La chercheuse du CAL (qui a décliné notre demande d'interview) écrit s'être penchée sur les statuts des associations bouddhistes afin d'appréhender le sens de leurs actions, "et d'établir leur caractère confessionnel". Elle le soutient in fine en pointant que les "enseignements, traditions et pratiques sont envisagés dans la 'direction', le 'lignage', 'le patronage', mais aussi en reconnaissant des disciples, des successeurs… Cela démontre une forme d'autorité et l'existence de dogmes, puisque ces éléments doivent être transmis pour être étudiés, enseignés et pratiqués de façon authentique, incontestable."

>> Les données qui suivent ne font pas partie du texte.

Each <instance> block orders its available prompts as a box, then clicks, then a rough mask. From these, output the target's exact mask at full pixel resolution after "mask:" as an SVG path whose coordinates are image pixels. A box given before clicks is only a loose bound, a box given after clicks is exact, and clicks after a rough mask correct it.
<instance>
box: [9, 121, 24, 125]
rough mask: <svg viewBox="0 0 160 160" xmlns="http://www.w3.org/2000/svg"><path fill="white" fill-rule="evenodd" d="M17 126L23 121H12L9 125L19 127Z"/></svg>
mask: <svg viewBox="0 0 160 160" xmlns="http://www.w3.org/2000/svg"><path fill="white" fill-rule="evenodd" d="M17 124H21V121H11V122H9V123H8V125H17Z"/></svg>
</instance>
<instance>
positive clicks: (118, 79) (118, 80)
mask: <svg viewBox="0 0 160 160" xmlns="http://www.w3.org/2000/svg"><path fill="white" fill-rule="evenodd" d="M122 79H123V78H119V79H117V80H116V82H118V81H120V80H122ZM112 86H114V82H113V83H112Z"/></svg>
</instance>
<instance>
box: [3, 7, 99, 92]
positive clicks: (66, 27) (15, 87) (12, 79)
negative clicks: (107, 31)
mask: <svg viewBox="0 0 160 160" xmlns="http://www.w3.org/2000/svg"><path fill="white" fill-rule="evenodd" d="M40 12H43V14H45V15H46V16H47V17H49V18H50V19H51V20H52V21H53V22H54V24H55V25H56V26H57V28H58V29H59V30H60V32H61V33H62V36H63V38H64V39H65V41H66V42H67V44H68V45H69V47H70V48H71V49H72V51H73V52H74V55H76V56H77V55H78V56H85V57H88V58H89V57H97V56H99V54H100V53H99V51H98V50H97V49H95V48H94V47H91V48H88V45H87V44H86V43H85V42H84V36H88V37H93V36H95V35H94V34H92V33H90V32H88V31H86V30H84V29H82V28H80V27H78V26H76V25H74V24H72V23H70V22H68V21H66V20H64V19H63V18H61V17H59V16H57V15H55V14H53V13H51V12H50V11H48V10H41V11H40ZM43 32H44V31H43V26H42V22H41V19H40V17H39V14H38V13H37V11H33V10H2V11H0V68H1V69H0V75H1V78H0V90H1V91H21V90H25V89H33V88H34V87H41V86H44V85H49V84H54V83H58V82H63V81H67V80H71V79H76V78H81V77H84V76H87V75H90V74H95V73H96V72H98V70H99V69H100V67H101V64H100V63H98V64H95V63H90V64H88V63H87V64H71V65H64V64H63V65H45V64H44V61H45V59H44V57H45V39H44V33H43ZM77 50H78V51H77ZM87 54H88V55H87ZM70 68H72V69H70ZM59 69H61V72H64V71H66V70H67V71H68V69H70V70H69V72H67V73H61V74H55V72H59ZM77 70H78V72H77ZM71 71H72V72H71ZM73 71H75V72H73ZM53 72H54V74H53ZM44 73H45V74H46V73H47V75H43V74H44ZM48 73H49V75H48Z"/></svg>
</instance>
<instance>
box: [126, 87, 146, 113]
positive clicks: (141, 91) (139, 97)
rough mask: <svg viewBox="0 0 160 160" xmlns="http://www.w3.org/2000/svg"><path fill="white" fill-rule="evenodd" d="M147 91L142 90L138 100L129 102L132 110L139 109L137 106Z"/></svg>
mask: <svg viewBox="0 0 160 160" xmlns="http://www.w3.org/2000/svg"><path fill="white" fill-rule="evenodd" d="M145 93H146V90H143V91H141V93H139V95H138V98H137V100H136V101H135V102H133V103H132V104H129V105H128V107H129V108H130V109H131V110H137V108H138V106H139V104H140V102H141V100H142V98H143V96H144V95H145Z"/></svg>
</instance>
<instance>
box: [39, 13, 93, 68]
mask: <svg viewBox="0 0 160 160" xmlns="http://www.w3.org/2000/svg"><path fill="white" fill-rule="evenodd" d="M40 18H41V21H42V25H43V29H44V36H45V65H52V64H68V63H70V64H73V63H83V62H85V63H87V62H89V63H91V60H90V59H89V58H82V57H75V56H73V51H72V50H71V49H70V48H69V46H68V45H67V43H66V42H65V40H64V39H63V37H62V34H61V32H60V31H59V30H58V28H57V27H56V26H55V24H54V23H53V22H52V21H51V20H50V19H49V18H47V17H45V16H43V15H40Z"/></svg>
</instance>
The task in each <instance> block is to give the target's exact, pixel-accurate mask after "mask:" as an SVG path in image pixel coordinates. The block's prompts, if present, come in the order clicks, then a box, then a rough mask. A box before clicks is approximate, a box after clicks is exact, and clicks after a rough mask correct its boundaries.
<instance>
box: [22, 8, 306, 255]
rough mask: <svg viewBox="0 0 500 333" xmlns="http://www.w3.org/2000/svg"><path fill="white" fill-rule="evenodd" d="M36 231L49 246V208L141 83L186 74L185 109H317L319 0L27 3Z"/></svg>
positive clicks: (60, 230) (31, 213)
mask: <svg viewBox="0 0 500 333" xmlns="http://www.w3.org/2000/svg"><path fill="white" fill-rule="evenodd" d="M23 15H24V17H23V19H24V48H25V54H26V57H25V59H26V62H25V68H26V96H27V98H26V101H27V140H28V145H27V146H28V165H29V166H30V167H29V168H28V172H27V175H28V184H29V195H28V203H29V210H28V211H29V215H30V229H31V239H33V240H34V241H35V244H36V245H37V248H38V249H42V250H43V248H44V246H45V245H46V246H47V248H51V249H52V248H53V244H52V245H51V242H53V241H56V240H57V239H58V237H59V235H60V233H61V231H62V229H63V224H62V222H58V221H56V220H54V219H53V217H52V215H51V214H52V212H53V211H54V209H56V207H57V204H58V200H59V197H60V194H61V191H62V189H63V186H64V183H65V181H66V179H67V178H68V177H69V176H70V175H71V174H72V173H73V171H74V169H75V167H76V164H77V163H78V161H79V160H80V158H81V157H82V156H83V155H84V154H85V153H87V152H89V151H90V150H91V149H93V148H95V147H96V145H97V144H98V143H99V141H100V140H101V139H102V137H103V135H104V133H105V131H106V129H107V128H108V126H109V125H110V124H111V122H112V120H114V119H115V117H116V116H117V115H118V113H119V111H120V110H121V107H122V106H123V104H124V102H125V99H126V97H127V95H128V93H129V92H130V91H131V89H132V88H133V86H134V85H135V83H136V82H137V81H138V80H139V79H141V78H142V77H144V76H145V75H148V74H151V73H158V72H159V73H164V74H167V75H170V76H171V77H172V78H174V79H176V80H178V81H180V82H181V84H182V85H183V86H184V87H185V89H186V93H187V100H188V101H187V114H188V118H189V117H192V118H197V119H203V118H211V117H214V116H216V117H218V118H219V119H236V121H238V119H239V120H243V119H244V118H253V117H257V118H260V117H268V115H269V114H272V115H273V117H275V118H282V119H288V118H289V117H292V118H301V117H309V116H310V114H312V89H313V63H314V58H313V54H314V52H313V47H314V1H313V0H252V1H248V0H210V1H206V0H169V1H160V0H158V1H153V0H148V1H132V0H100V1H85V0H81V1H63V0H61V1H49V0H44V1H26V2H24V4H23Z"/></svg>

Pour l'Union bouddhique belge, il s'agit bien d'une philosophie: entretien avec Carlo Luyckx
Carlo Luyckx, président de l'Union bouddhique belge (UBB) se désole de la controverse lancée contre le choix du bouddhisme à se définir comme une philosophie. D'autant que - et le Centre d'action laïque (CAL) le reconnaît lui-même - le choix du régime sous lequel une organisation sollicite sa reconnaissance est sa prérogative ; les pouvoirs publics sont sans autorité en cette matière. Face à l'offensive de la laïcité organisée (voir ci-contre), il a toutefois produit un long argumentaire (disponible sur le site de l'UBB) répondant aux articles parus dans le magazine du CAL qui affirment que le bouddhisme est une religion.
Pourquoi le bouddhisme est-il une philosophie ?
La sagesse représentant l’objectif principal de tout pratiquant du bouddhisme et la négation de l’existence d’un être suprême étant commune à toutes les écoles du bouddhisme, la qualification de "philosophie non confessionnelle" reprise par l’article 181 § 2 de la Constitution nous convient parfaitement.
En quoi n’est-il pas une religion ou un culte ?
La qualification de "culte" est incompatible avec le caractère athée du bouddhisme qui ne reconnaît l’existence d’aucune force divine qui serait à l’origine ou aux commandes de l’univers. Le bouddhiste adopte donc la position de l’athée pour qui l’idée d’un être suprême n’a aucun sens, ni celle de l’existence d’une âme. Les signes extérieurs, l’existence de temples, de monastères, de statues de Bouddha et de divinités diverses laissent penser qu’il s’agit d’une religion. On pourrait être tenté de qualifier le bouddhisme de religion sans dieu. Il est plus approprié de parler d’une spiritualité sans Dieu qui s’approche de l’athéisme promu par André Comte-Sponville.
Le bouddhiste n’est-il pas cadré par des dogmes ?
Il n’y a aucun dogme, aucun point considéré comme une vérité incontestable. Le Bouddha lui-même a dit qu’il ne fallait pas croire en ses enseignements, ne pas les prendre pour des vérités divines, mais qu’il fallait les examiner par l’étude, la réflexion et la méditation afin d’en comprendre le sens. Il s’agit donc d’une démarche qu’on peut qualifier de libre-exaministe. Il n’existe dans le bouddhisme aucun mystère dont la compréhension serait impossible pour le commun des mortels, même si la réalisation de la sagesse nécessite de dépasser la démarche intellectuelle dualiste et de faire appel à la méditation introspective.